Erratas es además muy interesante para los que nos gustan los libros, ya que nos permite fisgonear en esta profesión y recordar que este oficio no es solo corregir manuscritos, diseñar una portada y llevarlos a imprimir, sino que sobre todo es eso que los médicos le pedían sin ninguna consideración, sobre todo es dar una opinión. Elegir entre los miles de manuscritos que les llegan, qué merece llegar al público general –o mejor dicho, al público al que se dirigen–, qué es mejor dejar de lado –maravilloso el pie de página explicando qué es un libro fácil y por qué no hay que publicarlo–, y qué obra es tan increíble que esta editorial le queda pequeña –admirable ejercicio de responsabilidad y de integridad: eres demasiado bueno para mí–.
Lo más relevante del libro es que, tras el análisis en el que vemos que ser editor no es lo que él esperaba, a pesar de que se pasa mucho más tiempo con números que con letras y a pesar de todo ese trabajo brutal para mantenerse a flote, revisa su colección de libros, revisa su proyecto y se siente satisfecho. Cada uno de sus libros forma parte de un cuerpo articulado y de todos se ha enamorado, hayan tenido más o menos éxito. El trabajo ha merecido la pena, su tiempo en otras labores solo indirectamente relacionadas con el manuscrito, ha merecido la pena. Es distinto de cómo lo imaginaba pero sigue siendo una buena elección.

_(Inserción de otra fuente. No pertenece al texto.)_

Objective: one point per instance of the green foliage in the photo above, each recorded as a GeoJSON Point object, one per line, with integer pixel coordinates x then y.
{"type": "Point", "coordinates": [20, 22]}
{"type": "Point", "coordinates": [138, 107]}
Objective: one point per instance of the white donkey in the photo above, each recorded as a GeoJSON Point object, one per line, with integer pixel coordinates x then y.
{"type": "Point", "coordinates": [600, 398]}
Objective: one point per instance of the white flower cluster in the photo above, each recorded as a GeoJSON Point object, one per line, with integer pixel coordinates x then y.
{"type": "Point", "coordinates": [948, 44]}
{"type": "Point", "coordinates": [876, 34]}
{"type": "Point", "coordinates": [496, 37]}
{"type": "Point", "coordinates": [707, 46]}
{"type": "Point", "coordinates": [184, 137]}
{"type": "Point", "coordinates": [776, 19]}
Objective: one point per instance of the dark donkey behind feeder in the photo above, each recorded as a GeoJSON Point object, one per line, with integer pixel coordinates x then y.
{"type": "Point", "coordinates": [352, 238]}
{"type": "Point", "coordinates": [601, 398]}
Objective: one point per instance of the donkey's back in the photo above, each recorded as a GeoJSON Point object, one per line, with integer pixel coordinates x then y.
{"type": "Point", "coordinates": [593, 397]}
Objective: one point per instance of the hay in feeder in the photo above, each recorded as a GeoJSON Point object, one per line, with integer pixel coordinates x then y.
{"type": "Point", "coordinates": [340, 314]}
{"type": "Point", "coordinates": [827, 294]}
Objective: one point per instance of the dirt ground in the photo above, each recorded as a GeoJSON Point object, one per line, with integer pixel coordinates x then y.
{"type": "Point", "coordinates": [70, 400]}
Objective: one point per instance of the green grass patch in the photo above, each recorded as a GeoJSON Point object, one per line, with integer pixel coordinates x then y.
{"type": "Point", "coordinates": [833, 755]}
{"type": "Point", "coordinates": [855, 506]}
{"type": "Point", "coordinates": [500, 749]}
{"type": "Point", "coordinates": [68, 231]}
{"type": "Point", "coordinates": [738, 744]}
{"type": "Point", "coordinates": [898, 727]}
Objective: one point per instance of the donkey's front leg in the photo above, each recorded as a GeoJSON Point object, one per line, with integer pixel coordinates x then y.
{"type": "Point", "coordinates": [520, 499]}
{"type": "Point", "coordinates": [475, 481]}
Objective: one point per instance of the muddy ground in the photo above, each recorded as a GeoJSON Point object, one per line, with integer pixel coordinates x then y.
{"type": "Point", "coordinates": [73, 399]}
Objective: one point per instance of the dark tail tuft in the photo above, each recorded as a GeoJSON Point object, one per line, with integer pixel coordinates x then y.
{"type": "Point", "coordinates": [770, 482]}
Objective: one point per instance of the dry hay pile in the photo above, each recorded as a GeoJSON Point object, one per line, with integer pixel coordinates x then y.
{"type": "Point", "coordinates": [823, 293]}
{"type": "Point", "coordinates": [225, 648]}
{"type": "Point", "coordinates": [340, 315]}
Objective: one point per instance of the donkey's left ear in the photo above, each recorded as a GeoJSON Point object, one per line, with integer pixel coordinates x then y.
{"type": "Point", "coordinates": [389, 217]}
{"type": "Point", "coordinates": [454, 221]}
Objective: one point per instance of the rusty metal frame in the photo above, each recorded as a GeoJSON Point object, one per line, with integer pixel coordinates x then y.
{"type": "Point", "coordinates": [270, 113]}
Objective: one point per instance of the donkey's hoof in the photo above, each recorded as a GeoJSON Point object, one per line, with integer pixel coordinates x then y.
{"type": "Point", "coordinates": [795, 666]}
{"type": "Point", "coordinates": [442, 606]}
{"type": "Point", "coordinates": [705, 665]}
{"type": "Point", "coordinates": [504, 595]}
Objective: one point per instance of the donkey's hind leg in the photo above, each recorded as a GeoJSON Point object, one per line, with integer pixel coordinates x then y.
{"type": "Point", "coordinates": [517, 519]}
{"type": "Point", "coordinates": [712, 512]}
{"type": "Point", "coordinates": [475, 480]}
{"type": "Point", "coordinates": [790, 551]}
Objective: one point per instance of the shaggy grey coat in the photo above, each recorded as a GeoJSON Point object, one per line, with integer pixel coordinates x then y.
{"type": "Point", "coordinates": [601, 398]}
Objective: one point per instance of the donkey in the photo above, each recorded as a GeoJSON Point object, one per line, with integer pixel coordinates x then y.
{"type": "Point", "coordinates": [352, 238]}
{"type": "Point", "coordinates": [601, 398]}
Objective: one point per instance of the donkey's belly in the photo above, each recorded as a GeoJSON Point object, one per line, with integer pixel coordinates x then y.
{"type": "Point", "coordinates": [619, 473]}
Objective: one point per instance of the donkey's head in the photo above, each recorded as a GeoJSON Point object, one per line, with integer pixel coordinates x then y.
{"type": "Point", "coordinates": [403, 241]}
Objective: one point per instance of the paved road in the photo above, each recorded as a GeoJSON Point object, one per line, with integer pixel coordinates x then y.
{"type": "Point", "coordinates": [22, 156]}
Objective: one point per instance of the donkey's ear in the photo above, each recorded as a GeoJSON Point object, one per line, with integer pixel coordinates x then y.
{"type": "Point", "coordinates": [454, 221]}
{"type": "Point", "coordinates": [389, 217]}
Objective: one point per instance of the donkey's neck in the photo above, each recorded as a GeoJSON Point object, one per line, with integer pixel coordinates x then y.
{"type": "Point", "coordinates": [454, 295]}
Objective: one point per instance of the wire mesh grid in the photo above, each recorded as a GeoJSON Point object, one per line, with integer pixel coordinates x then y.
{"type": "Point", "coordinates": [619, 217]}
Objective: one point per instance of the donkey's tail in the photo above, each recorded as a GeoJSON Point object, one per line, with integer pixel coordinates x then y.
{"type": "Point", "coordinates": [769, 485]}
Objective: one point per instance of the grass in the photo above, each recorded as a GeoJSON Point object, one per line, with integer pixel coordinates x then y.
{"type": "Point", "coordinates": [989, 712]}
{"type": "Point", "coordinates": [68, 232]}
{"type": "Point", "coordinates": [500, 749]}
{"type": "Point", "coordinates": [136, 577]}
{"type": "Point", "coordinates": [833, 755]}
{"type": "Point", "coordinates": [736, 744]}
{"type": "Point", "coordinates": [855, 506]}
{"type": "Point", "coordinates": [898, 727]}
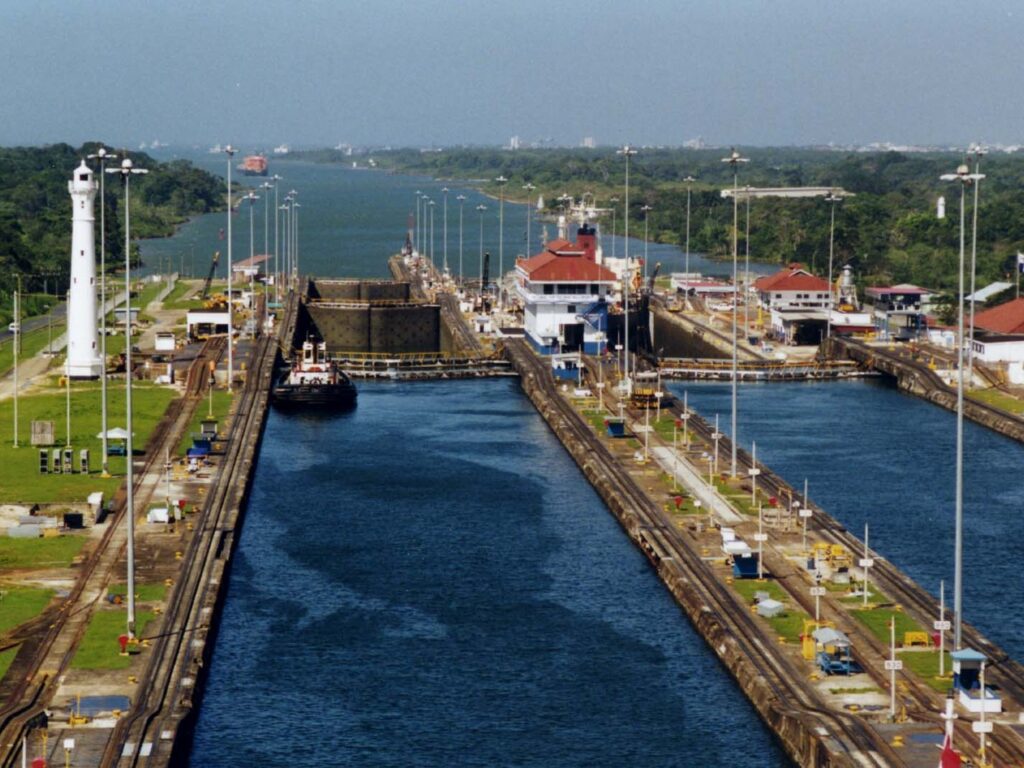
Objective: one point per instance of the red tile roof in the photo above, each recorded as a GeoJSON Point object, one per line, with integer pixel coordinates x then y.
{"type": "Point", "coordinates": [549, 267]}
{"type": "Point", "coordinates": [1005, 318]}
{"type": "Point", "coordinates": [794, 278]}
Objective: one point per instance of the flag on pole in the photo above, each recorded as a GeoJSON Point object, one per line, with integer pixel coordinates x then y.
{"type": "Point", "coordinates": [949, 757]}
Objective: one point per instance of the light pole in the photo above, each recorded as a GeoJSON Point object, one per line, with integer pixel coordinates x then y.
{"type": "Point", "coordinates": [480, 209]}
{"type": "Point", "coordinates": [276, 269]}
{"type": "Point", "coordinates": [416, 239]}
{"type": "Point", "coordinates": [646, 215]}
{"type": "Point", "coordinates": [627, 152]}
{"type": "Point", "coordinates": [529, 188]}
{"type": "Point", "coordinates": [462, 201]}
{"type": "Point", "coordinates": [614, 210]}
{"type": "Point", "coordinates": [501, 238]}
{"type": "Point", "coordinates": [977, 151]}
{"type": "Point", "coordinates": [734, 160]}
{"type": "Point", "coordinates": [689, 186]}
{"type": "Point", "coordinates": [833, 199]}
{"type": "Point", "coordinates": [102, 156]}
{"type": "Point", "coordinates": [444, 192]}
{"type": "Point", "coordinates": [965, 178]}
{"type": "Point", "coordinates": [127, 170]}
{"type": "Point", "coordinates": [229, 151]}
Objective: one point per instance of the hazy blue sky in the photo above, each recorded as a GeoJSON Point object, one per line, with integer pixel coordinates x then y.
{"type": "Point", "coordinates": [773, 72]}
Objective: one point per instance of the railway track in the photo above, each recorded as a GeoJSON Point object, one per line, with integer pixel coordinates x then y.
{"type": "Point", "coordinates": [926, 704]}
{"type": "Point", "coordinates": [852, 737]}
{"type": "Point", "coordinates": [39, 680]}
{"type": "Point", "coordinates": [145, 735]}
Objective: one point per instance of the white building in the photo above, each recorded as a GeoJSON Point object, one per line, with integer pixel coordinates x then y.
{"type": "Point", "coordinates": [83, 341]}
{"type": "Point", "coordinates": [564, 293]}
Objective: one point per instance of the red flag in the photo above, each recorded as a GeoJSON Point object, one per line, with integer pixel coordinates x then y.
{"type": "Point", "coordinates": [949, 757]}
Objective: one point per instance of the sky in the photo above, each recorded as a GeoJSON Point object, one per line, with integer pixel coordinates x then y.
{"type": "Point", "coordinates": [441, 73]}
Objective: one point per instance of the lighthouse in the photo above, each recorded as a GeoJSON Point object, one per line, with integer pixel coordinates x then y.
{"type": "Point", "coordinates": [83, 347]}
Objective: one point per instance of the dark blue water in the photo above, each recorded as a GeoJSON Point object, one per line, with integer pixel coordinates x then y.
{"type": "Point", "coordinates": [875, 455]}
{"type": "Point", "coordinates": [430, 581]}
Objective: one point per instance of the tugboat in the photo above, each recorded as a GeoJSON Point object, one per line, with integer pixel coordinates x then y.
{"type": "Point", "coordinates": [314, 382]}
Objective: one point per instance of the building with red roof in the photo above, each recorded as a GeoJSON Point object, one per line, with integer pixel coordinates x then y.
{"type": "Point", "coordinates": [564, 293]}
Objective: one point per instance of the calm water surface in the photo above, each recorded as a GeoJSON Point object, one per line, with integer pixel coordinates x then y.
{"type": "Point", "coordinates": [430, 581]}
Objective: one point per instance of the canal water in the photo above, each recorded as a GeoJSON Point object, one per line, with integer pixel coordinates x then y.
{"type": "Point", "coordinates": [875, 455]}
{"type": "Point", "coordinates": [430, 581]}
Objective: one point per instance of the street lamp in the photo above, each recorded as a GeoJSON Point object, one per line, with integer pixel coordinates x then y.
{"type": "Point", "coordinates": [965, 178]}
{"type": "Point", "coordinates": [501, 238]}
{"type": "Point", "coordinates": [627, 152]}
{"type": "Point", "coordinates": [646, 211]}
{"type": "Point", "coordinates": [127, 170]}
{"type": "Point", "coordinates": [102, 156]}
{"type": "Point", "coordinates": [833, 199]}
{"type": "Point", "coordinates": [734, 160]}
{"type": "Point", "coordinates": [480, 209]}
{"type": "Point", "coordinates": [229, 151]}
{"type": "Point", "coordinates": [276, 270]}
{"type": "Point", "coordinates": [977, 151]}
{"type": "Point", "coordinates": [444, 192]}
{"type": "Point", "coordinates": [689, 187]}
{"type": "Point", "coordinates": [462, 201]}
{"type": "Point", "coordinates": [529, 188]}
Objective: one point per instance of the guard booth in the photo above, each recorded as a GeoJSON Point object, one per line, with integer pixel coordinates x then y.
{"type": "Point", "coordinates": [967, 682]}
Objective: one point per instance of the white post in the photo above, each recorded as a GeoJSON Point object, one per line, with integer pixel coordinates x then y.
{"type": "Point", "coordinates": [230, 320]}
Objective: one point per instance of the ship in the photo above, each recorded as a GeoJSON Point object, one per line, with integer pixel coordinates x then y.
{"type": "Point", "coordinates": [313, 381]}
{"type": "Point", "coordinates": [253, 165]}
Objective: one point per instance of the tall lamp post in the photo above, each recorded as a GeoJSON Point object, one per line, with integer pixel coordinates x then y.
{"type": "Point", "coordinates": [646, 215]}
{"type": "Point", "coordinates": [627, 152]}
{"type": "Point", "coordinates": [501, 238]}
{"type": "Point", "coordinates": [229, 151]}
{"type": "Point", "coordinates": [689, 188]}
{"type": "Point", "coordinates": [965, 178]}
{"type": "Point", "coordinates": [480, 209]}
{"type": "Point", "coordinates": [102, 156]}
{"type": "Point", "coordinates": [444, 192]}
{"type": "Point", "coordinates": [462, 201]}
{"type": "Point", "coordinates": [832, 199]}
{"type": "Point", "coordinates": [127, 170]}
{"type": "Point", "coordinates": [978, 152]}
{"type": "Point", "coordinates": [529, 189]}
{"type": "Point", "coordinates": [734, 160]}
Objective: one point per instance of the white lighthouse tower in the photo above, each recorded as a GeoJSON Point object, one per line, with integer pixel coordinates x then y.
{"type": "Point", "coordinates": [83, 348]}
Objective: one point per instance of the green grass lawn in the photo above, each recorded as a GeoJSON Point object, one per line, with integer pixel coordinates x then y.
{"type": "Point", "coordinates": [19, 477]}
{"type": "Point", "coordinates": [6, 658]}
{"type": "Point", "coordinates": [99, 649]}
{"type": "Point", "coordinates": [925, 664]}
{"type": "Point", "coordinates": [790, 624]}
{"type": "Point", "coordinates": [32, 344]}
{"type": "Point", "coordinates": [18, 604]}
{"type": "Point", "coordinates": [877, 620]}
{"type": "Point", "coordinates": [143, 592]}
{"type": "Point", "coordinates": [221, 407]}
{"type": "Point", "coordinates": [16, 554]}
{"type": "Point", "coordinates": [999, 399]}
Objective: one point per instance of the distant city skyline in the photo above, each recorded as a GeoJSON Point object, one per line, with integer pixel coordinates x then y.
{"type": "Point", "coordinates": [432, 73]}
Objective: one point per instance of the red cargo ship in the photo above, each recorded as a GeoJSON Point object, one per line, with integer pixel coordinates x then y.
{"type": "Point", "coordinates": [254, 165]}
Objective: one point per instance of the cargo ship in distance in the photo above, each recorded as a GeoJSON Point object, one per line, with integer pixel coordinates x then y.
{"type": "Point", "coordinates": [253, 165]}
{"type": "Point", "coordinates": [313, 381]}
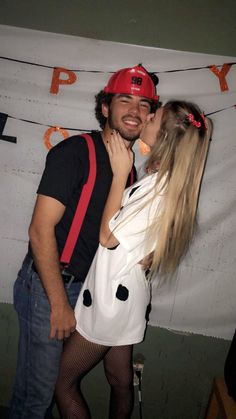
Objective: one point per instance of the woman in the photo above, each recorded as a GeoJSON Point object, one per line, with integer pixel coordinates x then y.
{"type": "Point", "coordinates": [156, 216]}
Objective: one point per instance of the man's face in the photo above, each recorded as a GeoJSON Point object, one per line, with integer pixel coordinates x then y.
{"type": "Point", "coordinates": [151, 128]}
{"type": "Point", "coordinates": [127, 114]}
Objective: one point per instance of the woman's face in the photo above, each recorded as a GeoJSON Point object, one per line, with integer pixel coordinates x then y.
{"type": "Point", "coordinates": [151, 128]}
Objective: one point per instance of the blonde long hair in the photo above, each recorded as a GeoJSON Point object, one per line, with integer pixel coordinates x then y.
{"type": "Point", "coordinates": [180, 153]}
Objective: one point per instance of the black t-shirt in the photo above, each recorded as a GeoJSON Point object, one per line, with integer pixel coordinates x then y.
{"type": "Point", "coordinates": [66, 171]}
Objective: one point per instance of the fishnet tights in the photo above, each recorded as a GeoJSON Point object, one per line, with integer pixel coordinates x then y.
{"type": "Point", "coordinates": [78, 358]}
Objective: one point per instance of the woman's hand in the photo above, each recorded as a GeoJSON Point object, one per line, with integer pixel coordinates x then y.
{"type": "Point", "coordinates": [121, 158]}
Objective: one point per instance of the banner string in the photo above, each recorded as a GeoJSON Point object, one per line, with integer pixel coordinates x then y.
{"type": "Point", "coordinates": [108, 72]}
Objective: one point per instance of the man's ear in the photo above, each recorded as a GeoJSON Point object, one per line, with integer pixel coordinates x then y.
{"type": "Point", "coordinates": [105, 110]}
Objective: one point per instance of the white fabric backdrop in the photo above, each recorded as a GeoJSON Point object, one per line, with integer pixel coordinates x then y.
{"type": "Point", "coordinates": [202, 297]}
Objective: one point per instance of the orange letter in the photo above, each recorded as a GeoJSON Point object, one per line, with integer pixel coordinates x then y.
{"type": "Point", "coordinates": [221, 75]}
{"type": "Point", "coordinates": [48, 133]}
{"type": "Point", "coordinates": [56, 81]}
{"type": "Point", "coordinates": [143, 148]}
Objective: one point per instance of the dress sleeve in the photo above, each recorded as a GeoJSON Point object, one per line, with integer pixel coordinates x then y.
{"type": "Point", "coordinates": [130, 224]}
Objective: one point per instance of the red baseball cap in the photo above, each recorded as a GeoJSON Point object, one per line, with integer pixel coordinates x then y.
{"type": "Point", "coordinates": [132, 81]}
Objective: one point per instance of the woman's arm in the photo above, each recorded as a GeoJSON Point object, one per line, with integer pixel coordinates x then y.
{"type": "Point", "coordinates": [121, 160]}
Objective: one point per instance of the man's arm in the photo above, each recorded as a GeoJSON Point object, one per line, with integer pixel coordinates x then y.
{"type": "Point", "coordinates": [47, 213]}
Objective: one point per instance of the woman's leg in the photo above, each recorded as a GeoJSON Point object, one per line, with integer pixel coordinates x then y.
{"type": "Point", "coordinates": [119, 372]}
{"type": "Point", "coordinates": [78, 358]}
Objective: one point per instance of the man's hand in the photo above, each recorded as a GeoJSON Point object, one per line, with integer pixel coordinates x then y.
{"type": "Point", "coordinates": [62, 322]}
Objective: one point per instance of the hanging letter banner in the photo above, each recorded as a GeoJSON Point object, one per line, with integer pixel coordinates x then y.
{"type": "Point", "coordinates": [43, 103]}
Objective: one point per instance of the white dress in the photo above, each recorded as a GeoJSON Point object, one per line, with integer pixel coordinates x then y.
{"type": "Point", "coordinates": [111, 308]}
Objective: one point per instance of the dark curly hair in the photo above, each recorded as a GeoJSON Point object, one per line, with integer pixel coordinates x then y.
{"type": "Point", "coordinates": [106, 98]}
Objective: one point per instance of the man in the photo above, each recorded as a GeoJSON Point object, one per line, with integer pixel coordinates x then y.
{"type": "Point", "coordinates": [45, 291]}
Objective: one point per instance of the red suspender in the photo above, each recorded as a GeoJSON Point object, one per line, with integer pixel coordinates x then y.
{"type": "Point", "coordinates": [82, 204]}
{"type": "Point", "coordinates": [132, 176]}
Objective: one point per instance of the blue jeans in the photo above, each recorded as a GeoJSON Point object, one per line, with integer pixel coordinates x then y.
{"type": "Point", "coordinates": [38, 356]}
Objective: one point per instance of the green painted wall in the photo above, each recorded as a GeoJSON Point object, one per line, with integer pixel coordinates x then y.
{"type": "Point", "coordinates": [178, 369]}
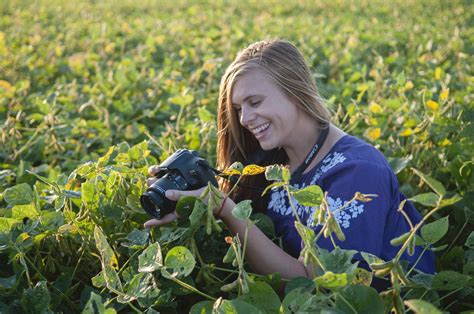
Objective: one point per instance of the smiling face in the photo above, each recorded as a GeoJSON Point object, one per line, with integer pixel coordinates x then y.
{"type": "Point", "coordinates": [265, 111]}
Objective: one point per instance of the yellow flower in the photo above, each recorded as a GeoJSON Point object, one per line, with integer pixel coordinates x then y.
{"type": "Point", "coordinates": [444, 95]}
{"type": "Point", "coordinates": [445, 142]}
{"type": "Point", "coordinates": [433, 105]}
{"type": "Point", "coordinates": [438, 73]}
{"type": "Point", "coordinates": [374, 133]}
{"type": "Point", "coordinates": [373, 122]}
{"type": "Point", "coordinates": [375, 107]}
{"type": "Point", "coordinates": [109, 47]}
{"type": "Point", "coordinates": [423, 136]}
{"type": "Point", "coordinates": [406, 132]}
{"type": "Point", "coordinates": [159, 39]}
{"type": "Point", "coordinates": [6, 86]}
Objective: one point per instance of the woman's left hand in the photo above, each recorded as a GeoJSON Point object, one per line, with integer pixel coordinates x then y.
{"type": "Point", "coordinates": [173, 195]}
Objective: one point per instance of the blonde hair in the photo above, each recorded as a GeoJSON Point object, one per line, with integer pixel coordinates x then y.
{"type": "Point", "coordinates": [285, 65]}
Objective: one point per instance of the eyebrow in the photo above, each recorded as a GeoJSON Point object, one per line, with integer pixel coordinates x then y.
{"type": "Point", "coordinates": [245, 99]}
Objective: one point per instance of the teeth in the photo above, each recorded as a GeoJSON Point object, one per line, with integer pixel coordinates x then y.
{"type": "Point", "coordinates": [261, 128]}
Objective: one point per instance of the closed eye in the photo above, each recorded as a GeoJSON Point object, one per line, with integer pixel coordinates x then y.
{"type": "Point", "coordinates": [255, 103]}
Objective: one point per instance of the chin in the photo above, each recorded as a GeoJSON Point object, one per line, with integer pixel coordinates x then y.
{"type": "Point", "coordinates": [267, 147]}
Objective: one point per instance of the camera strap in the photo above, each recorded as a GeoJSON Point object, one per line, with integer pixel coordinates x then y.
{"type": "Point", "coordinates": [297, 174]}
{"type": "Point", "coordinates": [312, 154]}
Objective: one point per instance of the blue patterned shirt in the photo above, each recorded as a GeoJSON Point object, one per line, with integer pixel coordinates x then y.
{"type": "Point", "coordinates": [352, 166]}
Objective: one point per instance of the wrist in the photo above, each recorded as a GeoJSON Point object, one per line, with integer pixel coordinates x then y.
{"type": "Point", "coordinates": [220, 209]}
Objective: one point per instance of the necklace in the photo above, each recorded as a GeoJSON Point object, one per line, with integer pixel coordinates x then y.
{"type": "Point", "coordinates": [312, 154]}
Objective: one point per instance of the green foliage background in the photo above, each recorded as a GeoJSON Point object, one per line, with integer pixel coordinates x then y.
{"type": "Point", "coordinates": [92, 93]}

Y es muy llamativo que la editorial que creó entonces, Mínimum fax, nació en el panorama italiano de 1994. Año en el que Italia “[…] desde el punto de vista de la libertad de prensa y de opinión, se convertía en un país del Tercer Mundo” (debido a la concentración editorial, a la concentración de los medios de comunicación, a la primera llegada al poder de Berlusconi…). Mínimum fax nació, creció, en cierto sentido se reprodujo, y no tiene ninguna pinta de ir a morirse. Una editorial que empezó con una propuesta cultural personal, que se mantuvo fiel a su idea, a pesar de las exigencias del mercado, y que ha encontrado su modo de sobrevivir al lado de monstruos. Viable e íntegra. Y esto no es exclusivo de esta editorial; Impedimenta es otra muestra de editorial con principios; por ejemplo, en su biografía ilustrada de Virginia Woolf (de Michèle Gazier/Bernard Ciccolini), recomienda las obras de la autora aunque todas pertenezcan a otras editoriales. Y muchas otras que presentan un catálogo muy particular que no parece elegido para enriquecerse (Minúscula, Sexto Piso, Errata Naturae, Periférica, Nórdica Libros, Trama Editorial, Rayo Verde, Pálido Fuego, Libros del Asteroide, Elba…). Y lo curioso (y estupendo), es que hay lectores que las avalan. Y eso hace pensar que el mundo en el que a algunos nos gustaría vivir no es tan pequeño como a veces pensamos.